工場の復旧後は新しい機械を購入し、販路開拓や人手不足対策にも力を入れている丸仁水産。しかし、震災前の売上を回復するためには、さらなる付加価値付が必要なことから、販路回復取組支援事業の助成金を活用して省人化等の機器を導入した。タコ洗い機やボイラー、ステンレス製の煮釜などは、タコやツブ貝のボイル加工で活躍する機械です。煮ダコは従来に比べて、同じ人手でも5倍ほど作れるようになったといいます。

「カレイなどの干物を加工するための乾燥機も新たに導入しました。これまでは天日干しだけで作っていましたが、これからは天候に左右されずに干物加工ができます」

干物はまだ試作段階ですが、乾燥機による干物加工でもうまみ成分が十分に引き出されていることが確認できたため、これから本格的な製品開発に着手するのだそうです。

ボイル前にタコのぬめりを取るためのタコ洗い機
ボイル前にタコのぬめりを取るためのタコ洗い機
ボイル加工用のステンレス製煮釜
ボイル加工用のステンレス製煮釜
干物用乾燥機
干物用乾燥機

機械に振り回されない、利益率にこだわる

市場に顔を出せば、四方八方から声をかけられる高力さんですが、昼間は別の場所でもう一つの大事な仕事があります。それは、孫の送り迎え。

相馬原釜魚市場併設の作業場。鮮魚は買ってすぐに箱詰めされる
相馬原釜魚市場併設の作業場。
鮮魚は買ってすぐに箱詰めされる

「幼稚園から高校生まで、6人の孫のお迎えの仕事があります。買い物に行って夕食も作りますよ。今どきのイクメンです(笑)。海や公園に連れて行くのも面白い。そのついでに、市場にあるうちの作業場の様子を見に行ったりね。息子夫婦も私の妻も帰りは深夜になるので、孫が寝るまで私が面倒を見ています」

実は高力さんも、若かった頃は夜中まで仕事をして、自分の子供の世話を親に任せていたそうです。今になって、「親に子供を育ててもらったんだな」と実感する毎日だとか。

機械化で実現した丸仁水産の真空パック製品
機械化で実現した丸仁水産の真空パック製品

「まだ震災からの回復途上ですが、機械が増えてきたおかげで、売り上げも年々上がっています。ただし息子にも言っているのは、利益率を下げないようにするということ。
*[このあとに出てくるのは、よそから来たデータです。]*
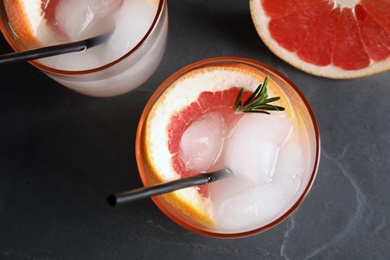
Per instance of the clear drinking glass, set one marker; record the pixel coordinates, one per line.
(222, 210)
(115, 72)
機械があるからといって何でもかんでも買って加工するのではなく、原料単価が安い時に仕入れて、仕入れる魚がない時に加工作業をするというのが基本。機械には頼るが、機械に振り回されないということです」

あくまでも、「安いものが手に入り、世の中に安く提供できる」ということが原料を仕入れる際の大前提だという高力さん。今夜も社長との親子ミーティングで、そのことを再確認しているかもしれません。

株式会社丸仁水産

〒976-0022 福島県相馬市尾浜字港町2-57
自社製品:タコ、ツブ貝、干物製品ほか

※インタビューの内容および取材対象者の所属・役職等は記事公開当時のものです。